When a degree of movement between the axles in a tandem bogie layout is desirable vehicles
used on site work or vehicles which spend more of their driving time in off-road situations a
further type of suspension layout can be used. This can be either a single spring or a twin
spring layout with the springs mounted on trunnion bearings (Figure 2).

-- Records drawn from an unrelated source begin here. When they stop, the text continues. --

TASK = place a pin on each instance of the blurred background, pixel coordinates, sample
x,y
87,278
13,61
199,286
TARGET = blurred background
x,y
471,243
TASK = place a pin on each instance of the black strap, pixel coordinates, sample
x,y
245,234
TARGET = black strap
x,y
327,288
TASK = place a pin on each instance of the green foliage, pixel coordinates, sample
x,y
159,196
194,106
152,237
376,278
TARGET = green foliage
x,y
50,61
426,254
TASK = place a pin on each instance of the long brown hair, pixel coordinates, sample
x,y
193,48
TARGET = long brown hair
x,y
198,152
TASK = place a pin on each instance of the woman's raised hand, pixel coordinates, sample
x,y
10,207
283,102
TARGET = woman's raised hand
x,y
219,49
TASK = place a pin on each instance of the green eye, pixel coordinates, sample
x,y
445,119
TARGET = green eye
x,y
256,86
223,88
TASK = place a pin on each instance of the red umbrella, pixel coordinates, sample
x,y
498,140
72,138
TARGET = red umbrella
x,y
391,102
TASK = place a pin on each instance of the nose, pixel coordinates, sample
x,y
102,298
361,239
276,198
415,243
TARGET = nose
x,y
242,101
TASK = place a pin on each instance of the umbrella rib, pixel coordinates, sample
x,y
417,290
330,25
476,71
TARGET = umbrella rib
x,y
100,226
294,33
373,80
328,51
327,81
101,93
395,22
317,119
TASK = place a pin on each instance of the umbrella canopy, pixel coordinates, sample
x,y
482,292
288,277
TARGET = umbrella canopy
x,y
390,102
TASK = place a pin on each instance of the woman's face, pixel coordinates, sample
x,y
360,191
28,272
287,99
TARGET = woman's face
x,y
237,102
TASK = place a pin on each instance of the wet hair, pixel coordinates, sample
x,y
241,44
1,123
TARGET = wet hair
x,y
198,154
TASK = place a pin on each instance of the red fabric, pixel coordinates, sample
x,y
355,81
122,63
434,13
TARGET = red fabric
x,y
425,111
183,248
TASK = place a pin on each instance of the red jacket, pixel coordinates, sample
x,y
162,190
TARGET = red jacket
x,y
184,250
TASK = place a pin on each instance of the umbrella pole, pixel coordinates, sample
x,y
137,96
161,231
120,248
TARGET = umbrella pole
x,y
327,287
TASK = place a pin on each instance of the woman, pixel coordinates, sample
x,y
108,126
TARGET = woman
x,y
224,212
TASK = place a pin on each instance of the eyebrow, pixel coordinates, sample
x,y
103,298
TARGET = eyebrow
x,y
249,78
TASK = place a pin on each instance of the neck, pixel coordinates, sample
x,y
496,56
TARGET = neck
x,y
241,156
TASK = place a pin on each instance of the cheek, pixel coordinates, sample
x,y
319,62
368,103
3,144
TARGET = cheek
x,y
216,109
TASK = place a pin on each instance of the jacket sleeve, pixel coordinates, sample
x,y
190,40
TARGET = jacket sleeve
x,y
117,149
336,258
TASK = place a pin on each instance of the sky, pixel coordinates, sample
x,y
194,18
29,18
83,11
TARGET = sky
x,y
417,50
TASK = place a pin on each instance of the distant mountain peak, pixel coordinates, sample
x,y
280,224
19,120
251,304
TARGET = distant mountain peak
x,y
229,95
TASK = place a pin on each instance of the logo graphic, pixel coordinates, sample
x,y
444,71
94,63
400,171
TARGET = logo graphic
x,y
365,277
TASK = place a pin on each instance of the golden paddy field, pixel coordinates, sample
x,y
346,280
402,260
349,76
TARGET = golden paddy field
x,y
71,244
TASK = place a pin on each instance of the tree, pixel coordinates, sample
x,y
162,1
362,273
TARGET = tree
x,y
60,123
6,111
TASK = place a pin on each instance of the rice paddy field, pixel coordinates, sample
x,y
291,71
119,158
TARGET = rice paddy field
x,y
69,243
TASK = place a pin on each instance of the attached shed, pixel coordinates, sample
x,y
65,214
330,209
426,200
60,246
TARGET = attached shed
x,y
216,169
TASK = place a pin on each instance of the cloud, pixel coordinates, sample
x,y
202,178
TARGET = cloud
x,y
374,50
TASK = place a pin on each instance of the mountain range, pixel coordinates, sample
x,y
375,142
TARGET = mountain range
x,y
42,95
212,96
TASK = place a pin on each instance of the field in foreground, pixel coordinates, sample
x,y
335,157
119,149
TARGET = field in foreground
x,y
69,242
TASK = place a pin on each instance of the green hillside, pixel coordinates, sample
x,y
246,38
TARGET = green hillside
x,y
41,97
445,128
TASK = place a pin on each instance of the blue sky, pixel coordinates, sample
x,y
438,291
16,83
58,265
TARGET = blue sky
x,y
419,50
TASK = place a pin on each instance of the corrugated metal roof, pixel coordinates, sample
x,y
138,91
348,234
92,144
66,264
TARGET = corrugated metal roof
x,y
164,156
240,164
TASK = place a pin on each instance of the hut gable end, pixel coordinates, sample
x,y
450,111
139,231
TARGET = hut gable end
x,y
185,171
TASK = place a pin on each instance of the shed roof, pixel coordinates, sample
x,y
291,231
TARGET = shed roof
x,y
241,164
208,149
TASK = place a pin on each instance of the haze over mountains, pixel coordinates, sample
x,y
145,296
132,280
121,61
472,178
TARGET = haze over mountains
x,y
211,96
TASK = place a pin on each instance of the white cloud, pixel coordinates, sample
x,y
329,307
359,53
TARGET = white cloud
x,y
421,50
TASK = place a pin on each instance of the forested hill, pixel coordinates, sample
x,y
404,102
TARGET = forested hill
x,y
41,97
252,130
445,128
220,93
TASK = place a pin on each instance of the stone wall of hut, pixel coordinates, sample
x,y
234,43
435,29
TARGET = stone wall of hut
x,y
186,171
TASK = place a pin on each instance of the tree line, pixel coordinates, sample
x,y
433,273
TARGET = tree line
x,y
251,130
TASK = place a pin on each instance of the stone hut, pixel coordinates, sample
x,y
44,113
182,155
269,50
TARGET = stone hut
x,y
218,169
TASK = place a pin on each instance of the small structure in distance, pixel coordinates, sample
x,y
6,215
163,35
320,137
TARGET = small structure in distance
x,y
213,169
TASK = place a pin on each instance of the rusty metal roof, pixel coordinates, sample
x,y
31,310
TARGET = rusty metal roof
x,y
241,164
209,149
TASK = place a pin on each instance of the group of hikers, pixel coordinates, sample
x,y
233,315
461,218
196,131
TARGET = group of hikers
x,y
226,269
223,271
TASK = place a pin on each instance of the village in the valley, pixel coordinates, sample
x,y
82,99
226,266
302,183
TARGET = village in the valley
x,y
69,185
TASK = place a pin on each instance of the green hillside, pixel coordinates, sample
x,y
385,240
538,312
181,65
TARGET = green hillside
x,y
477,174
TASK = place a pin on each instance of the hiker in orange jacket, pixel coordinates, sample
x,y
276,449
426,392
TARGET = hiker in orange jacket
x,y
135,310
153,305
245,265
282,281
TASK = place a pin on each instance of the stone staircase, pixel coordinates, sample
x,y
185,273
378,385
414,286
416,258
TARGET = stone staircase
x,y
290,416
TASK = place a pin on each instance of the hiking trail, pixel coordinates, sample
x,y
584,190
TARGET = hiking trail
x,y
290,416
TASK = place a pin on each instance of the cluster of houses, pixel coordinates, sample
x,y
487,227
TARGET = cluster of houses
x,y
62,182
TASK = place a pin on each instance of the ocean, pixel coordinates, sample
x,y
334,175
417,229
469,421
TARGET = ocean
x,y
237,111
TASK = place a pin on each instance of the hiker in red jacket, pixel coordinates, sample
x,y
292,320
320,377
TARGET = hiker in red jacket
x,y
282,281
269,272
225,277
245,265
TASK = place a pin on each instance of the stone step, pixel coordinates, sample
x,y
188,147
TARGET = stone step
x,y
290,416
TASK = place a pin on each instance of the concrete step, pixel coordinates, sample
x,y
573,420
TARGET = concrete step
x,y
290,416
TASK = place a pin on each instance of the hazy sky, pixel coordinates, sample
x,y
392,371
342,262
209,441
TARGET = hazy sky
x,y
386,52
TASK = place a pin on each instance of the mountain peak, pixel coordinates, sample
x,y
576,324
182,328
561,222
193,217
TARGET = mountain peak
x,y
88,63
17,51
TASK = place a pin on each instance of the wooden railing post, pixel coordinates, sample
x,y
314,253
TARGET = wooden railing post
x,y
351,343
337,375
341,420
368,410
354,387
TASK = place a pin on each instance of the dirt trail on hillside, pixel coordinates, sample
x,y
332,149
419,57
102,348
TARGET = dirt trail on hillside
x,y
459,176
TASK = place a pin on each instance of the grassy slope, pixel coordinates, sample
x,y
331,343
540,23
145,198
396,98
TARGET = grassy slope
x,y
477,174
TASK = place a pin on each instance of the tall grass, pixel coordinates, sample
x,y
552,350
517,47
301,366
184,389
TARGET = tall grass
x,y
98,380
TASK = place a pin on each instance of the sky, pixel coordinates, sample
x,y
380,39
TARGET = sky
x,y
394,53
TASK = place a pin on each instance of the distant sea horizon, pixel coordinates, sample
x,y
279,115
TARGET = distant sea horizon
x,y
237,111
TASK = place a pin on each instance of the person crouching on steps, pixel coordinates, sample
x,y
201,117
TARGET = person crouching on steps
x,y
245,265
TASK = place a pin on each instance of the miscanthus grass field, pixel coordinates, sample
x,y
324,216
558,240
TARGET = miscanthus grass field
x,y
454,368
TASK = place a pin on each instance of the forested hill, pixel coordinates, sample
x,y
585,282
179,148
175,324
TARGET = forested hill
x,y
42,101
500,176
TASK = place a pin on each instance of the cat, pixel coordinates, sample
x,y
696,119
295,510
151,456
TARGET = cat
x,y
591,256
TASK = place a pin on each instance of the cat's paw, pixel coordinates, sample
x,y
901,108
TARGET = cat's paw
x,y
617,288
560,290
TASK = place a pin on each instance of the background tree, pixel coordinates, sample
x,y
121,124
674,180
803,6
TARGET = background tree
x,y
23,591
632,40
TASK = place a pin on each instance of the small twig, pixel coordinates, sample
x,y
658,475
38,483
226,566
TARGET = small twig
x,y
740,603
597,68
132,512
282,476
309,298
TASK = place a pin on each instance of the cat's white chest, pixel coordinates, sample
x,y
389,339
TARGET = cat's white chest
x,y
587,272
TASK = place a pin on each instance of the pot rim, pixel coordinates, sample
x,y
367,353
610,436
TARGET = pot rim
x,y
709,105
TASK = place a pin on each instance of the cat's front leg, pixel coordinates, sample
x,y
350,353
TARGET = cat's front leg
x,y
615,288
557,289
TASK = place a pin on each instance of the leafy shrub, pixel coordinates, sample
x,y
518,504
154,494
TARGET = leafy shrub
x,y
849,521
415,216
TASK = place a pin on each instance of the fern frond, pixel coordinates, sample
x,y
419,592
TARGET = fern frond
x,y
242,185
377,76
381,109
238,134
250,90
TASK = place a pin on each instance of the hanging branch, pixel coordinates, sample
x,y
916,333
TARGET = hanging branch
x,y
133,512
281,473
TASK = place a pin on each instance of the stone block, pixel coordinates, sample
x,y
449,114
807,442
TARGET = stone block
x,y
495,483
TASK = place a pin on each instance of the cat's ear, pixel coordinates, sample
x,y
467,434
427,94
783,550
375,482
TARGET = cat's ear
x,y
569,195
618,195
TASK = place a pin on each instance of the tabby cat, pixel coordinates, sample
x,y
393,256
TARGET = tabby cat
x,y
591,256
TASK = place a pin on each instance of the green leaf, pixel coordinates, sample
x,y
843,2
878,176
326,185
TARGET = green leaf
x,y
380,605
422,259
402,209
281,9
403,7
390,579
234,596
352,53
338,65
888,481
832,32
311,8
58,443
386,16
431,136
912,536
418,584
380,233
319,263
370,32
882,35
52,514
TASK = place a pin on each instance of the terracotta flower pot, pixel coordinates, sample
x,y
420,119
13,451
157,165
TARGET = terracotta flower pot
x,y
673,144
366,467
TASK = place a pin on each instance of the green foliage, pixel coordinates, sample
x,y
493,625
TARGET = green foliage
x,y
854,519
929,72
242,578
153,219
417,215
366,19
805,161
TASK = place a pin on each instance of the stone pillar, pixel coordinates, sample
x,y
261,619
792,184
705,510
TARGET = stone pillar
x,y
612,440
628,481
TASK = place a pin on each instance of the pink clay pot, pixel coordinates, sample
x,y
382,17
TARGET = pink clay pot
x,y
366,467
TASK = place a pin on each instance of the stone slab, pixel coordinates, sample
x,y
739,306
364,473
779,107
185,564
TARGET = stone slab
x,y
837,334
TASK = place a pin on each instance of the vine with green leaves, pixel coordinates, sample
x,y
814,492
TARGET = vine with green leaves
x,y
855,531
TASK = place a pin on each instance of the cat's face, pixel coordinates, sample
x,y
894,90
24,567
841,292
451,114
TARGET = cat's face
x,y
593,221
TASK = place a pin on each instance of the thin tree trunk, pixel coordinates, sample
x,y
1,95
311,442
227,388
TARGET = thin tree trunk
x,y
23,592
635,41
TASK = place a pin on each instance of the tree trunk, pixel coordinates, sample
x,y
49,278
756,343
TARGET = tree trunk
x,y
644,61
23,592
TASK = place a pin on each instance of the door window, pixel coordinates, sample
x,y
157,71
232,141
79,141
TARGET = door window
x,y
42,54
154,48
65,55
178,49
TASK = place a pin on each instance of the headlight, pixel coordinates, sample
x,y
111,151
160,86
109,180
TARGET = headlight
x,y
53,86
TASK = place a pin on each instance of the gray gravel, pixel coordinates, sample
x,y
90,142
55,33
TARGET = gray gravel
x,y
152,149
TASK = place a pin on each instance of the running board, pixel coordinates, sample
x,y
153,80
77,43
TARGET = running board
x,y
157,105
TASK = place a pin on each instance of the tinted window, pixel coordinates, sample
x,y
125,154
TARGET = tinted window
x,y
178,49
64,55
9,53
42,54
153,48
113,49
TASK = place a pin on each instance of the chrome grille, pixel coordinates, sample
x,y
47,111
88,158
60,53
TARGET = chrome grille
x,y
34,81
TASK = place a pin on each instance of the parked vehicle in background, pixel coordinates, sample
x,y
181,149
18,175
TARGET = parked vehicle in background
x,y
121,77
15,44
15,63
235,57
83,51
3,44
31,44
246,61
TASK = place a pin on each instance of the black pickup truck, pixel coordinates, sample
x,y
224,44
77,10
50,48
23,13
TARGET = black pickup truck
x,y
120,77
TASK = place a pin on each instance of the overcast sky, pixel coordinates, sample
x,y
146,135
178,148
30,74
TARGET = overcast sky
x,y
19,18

When using this layout, the springs can be laminated leaf, taper leaf or single leaf with
slipper-type mountings at both ends of the springs. This means that the driving thrust,
driving and braking torque reactions cannot be taken by the springs. Both axles are then held
by torque bars and Panhard rods which locate the axle to the chassis frame and take all other
torques usually taken by the springs. This layout also means that the springs can be designed
for suspension only and allows a greater difference in levels between the two axles. Both
systems are of course non-reactive layouts.

Torsion Bars
A torsion bar is a long, alloy-steel bar, fixed rigidly to the chassis or sub-frame, at one end,
and to the suspension control arm at the other. The bar is fitted to the control arm in the
unloaded condition, and as the control arm is raised, the bar twists around its centre, which
places it under a torsional load.

When the vehicle is placed on the road, with the control arm connected to the suspension
assembly, the bar supports the vehicle load, and twists around its centre, to provide the
springing action. Spring rate depends on the length of the bar, and its diameter. The shorter
and thicker the bar, the stiffer its spring rate.
Torsion bars can be used across the chassis frame on the same principle, in a trailing arm
suspension, or as part of the connecting link between 2 axle assemblies, on a semi-rigid axle
beam. After a lot of use, a torsion bar can sag.
On many vehicles, it can be adjusted to allow for this. It is used in light vehicles as a
stabilizer, or anti-roll bar, connected between each side of the suspension on the front, and
sometimes the rear.
When the vehicle is turning, centrifugal force acts on the body, and tends to make it lean
outwards. The anti-roll bar, or stabilizer, tries to use its connections to each side of the
suspension, to resist this roll tendency.

Rubber Springs

Rubber is used in most suspension systems as bump and rebound stops. If the suspension
reaches its limit of travel, these stops prevent direct metal-to-metal contact, which reduces
jarring of the body of the vehicle. The stops can also be shaped to provide an auxiliary
springing function, increasing their resistance progressively with suspension contact.